Wisconsin looks to be headed for a showdown over how to spend some of the state's expected $620 million budget surplus.
Democratic Gov. Tony Evers on Thursday proposed spending $252 million of that surplus on public schools in the state.
"This is a win-win for all of us in the state of Wisconsin," Evers said.
By spending more money at the state level, the governor argues, local schools will not have to raise local property taxes nearly as often.
"This reinvestment will help districts to get out from going to referendum every two years," Evers said.
The governor wants to earmark nearly $80 million for special education reimbursement, then promise to cover 100 percent of special ed costs beyond that. He's also proposing $130 million equalization aid.
The governor also wants to spend more on school mental health and wellness programs as well as hire more school counselors, psychologists and nurses.
"This is a no-brainer, folks. We know the bipartisan support is there," Evers said "We just need elected officials to put people before politics.”
Top Republican lawmakers in Madison aren't so sure bipartisan support exists for the governor's proposal.
Senate Majority Leader Scott Fitzgerald, R-Juneau, took to Twitter after the governor's announcement to say it looks like Gov. Evers is interested in adding more people to school payrolls as much as anything.
"Senate Republicans have been focused since late last year on using our surplus for a tax cut for hard-working families, and the governor knows that. I don’t see us budging off that position," Fitzgerald tweeted. "It appears that the teachers' unions are the ones calling all the shots in the East Wing."
Assembly Speaker Robin Vos, R-Rochester echoed the same thought.
"Democrats are fixated on growing the size of government, which they know we won’t do," Vos said on Twitter.
Both Vos and Fitzgerald say they would rather return any extra money to taxpayers.
"Every time the state has surplus revenue, Republicans look for ways to return that money to taxpayers.
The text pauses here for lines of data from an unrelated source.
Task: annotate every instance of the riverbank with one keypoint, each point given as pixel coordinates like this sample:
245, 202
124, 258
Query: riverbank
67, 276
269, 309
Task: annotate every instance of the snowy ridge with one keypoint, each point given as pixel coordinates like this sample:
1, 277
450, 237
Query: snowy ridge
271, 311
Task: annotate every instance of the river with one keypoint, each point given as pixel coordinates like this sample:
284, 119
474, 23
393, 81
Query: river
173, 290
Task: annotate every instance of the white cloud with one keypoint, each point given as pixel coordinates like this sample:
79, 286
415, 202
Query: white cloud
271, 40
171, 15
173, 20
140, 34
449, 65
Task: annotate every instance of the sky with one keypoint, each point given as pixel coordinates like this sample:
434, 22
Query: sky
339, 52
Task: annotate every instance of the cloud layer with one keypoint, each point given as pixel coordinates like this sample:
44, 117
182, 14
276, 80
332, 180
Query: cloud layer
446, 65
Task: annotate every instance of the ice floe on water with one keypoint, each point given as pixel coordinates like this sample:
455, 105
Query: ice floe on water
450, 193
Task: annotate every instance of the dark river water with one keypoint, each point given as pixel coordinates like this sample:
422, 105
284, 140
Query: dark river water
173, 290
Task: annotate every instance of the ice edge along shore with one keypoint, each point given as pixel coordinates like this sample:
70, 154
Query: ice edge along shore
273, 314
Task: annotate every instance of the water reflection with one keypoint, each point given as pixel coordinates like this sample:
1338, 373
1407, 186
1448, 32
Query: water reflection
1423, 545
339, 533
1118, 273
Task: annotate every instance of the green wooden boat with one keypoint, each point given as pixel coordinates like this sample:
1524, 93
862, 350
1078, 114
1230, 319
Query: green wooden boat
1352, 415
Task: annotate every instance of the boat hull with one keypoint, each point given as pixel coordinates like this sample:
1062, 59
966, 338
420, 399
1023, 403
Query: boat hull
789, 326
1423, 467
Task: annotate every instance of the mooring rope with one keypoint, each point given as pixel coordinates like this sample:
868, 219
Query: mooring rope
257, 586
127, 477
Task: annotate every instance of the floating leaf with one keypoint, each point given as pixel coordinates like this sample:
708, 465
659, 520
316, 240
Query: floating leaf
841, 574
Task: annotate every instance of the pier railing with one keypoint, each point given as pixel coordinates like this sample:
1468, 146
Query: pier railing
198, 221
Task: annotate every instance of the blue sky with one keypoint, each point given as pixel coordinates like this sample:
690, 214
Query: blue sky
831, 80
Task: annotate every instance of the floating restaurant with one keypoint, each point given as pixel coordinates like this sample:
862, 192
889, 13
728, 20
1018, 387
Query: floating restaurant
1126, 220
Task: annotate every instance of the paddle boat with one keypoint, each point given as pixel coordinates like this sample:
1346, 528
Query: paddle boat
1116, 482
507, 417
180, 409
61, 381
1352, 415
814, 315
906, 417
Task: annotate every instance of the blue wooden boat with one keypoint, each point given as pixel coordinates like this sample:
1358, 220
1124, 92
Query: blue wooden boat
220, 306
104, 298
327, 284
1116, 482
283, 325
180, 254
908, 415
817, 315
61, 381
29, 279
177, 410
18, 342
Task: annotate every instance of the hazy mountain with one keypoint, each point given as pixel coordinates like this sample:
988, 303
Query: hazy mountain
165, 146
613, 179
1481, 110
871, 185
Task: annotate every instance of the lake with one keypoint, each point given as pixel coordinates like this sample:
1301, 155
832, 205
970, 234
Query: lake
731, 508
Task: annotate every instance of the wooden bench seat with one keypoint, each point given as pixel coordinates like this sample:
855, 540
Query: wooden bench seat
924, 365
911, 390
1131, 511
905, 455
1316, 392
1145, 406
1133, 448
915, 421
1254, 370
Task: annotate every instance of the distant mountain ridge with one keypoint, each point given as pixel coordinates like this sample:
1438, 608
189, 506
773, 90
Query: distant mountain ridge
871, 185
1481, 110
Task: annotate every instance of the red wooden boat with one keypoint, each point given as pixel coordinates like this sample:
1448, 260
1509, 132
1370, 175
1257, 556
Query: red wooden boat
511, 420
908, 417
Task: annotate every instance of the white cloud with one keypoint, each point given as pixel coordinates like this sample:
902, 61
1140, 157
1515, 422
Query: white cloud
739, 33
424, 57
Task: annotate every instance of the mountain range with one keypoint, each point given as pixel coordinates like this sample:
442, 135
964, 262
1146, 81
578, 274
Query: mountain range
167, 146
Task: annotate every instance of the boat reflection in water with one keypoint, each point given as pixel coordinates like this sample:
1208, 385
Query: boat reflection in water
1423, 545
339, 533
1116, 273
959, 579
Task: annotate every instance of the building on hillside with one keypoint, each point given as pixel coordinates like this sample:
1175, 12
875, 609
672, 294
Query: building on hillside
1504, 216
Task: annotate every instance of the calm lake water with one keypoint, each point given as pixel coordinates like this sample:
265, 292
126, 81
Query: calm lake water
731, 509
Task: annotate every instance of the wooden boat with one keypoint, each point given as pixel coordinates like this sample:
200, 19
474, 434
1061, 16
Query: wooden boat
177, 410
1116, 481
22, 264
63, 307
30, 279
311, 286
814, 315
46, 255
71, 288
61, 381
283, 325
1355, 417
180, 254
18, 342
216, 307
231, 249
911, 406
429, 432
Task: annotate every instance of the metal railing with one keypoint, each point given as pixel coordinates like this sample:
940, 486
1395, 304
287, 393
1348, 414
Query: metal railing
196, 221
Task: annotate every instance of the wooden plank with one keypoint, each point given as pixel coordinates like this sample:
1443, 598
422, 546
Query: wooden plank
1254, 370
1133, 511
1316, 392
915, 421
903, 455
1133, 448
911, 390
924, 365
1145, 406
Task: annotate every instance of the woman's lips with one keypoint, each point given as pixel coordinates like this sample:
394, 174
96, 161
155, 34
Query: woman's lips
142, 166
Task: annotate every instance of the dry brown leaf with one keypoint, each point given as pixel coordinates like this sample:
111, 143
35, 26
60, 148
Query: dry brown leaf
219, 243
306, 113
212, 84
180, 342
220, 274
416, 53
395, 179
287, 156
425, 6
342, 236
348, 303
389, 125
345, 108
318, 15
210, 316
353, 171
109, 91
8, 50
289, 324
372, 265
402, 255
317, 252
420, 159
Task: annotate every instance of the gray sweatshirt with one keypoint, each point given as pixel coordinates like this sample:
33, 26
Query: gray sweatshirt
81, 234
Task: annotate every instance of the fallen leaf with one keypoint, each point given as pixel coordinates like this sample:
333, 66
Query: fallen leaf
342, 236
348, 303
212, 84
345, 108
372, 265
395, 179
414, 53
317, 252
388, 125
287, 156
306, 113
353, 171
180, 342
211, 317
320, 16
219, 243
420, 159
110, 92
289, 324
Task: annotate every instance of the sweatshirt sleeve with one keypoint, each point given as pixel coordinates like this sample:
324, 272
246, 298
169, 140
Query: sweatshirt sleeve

Democrats keep looking for ways to spend your money," Fitzgerald said.
Gov. Evers said Wisconsin can have both, more money for schools and more money for taxpayers.
"We don’t have to choose between investing in our kids and reducing property taxes — we can do both," the governor said. "My plan recommits to our promise of two-thirds state funding for our schools and will provide $130 million in property tax relief through equalization aid."
The governor's office noted that since 2011 nearly 1 million Wisconsinites have voted to raise their own property taxes for local schools. In 2018 alone voters approved more than $2 billion in debt and revenue increases for local schools. Evers said more money from the state may bring an end to those kids of local tax increases.